Isto dito, para quem tem uma visão de prazo mais longo acerca do mercado nacional, em particular no mercado de renda fixa, a persistência de problemas fiscais limita os ganhos potenciais. Vale lembrar que, ainda antes da pandemia, sob a vigência do teto de gastos, que oferecia perspectiva melhor para as contas públicas, juros reais de 10 anos se consolidaram abaixo de 4% ao ano, por vezes na vizinhança dos 3% ao ano.
Mesmo a diferença com relação ao juro americano de mesmo prazo observamos naquele momento uma redução expressiva, sinalizando que muito da nossa queda de juro resultava de fatores domésticos.
Dito de outra forma, a consolidação de taxas de juros reais de longo prazo em patamares mais civilizados, menos distantes das praticadas em países desenvolvidas, depende crucialmente de nossa capacidade de arrumar as contas públicas.

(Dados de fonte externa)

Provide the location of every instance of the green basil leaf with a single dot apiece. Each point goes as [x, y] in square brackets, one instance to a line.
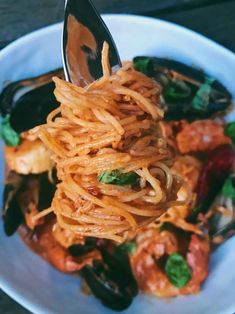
[116, 177]
[230, 131]
[228, 189]
[127, 247]
[10, 136]
[142, 64]
[177, 270]
[202, 98]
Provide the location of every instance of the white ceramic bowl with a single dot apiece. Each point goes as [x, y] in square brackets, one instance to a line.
[30, 280]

Isto permanece fora de nosso alcance hoje. Ao invés de posicionamento estratégico em ativos brasileiros, seguiremos com posicionamentos táticos, mais ligados a desenvolvimentos externos (no caso, positivos para 2024), do que a uma dinâmica virtuosa do país.

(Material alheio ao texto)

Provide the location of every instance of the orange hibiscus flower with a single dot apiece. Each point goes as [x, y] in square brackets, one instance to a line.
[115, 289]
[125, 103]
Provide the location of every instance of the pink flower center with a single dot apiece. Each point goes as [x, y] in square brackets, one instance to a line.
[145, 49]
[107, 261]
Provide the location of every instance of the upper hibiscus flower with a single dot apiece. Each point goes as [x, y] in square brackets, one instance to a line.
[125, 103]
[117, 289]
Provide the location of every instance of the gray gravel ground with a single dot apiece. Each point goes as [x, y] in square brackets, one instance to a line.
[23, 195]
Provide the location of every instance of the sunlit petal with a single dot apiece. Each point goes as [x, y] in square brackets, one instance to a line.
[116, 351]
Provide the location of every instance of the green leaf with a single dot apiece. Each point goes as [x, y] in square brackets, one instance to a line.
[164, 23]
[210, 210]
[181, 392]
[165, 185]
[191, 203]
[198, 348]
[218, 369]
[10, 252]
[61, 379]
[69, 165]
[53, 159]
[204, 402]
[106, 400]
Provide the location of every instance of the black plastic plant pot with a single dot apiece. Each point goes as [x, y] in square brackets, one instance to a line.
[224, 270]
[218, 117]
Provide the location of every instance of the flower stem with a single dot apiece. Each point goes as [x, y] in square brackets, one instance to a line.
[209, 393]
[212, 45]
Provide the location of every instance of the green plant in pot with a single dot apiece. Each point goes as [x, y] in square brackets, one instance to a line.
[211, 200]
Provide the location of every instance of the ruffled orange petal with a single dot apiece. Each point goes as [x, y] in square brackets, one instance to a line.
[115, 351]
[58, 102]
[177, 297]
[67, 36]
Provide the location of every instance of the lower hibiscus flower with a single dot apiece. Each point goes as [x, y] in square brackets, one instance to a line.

[1]Graduado em Administração pela FGV-SP e em Economia pela USP, mestre em Economia pela USP, doutor em Economia pela Universidade da Califórnia em Berkeley. Em 2003 Schwartsman sucedeu a Beny Parnes na Diretoria de Assuntos Internacionais do Banco Central do Brasil, onde permaneceu até 2006. Entre 2006 e 2008, foi economista-chefe para a América Latina do ABN Amro, e de 2008 a 2011 ocupou o mesmo cargo no Grupo Santander Brasil. Atualmente, além de ser sócio-diretor da Schwartsman & Associados Consultoria Econômica, escreve uma coluna semanal para o InfoMoney, além de uma participação semanal na rádio CBN.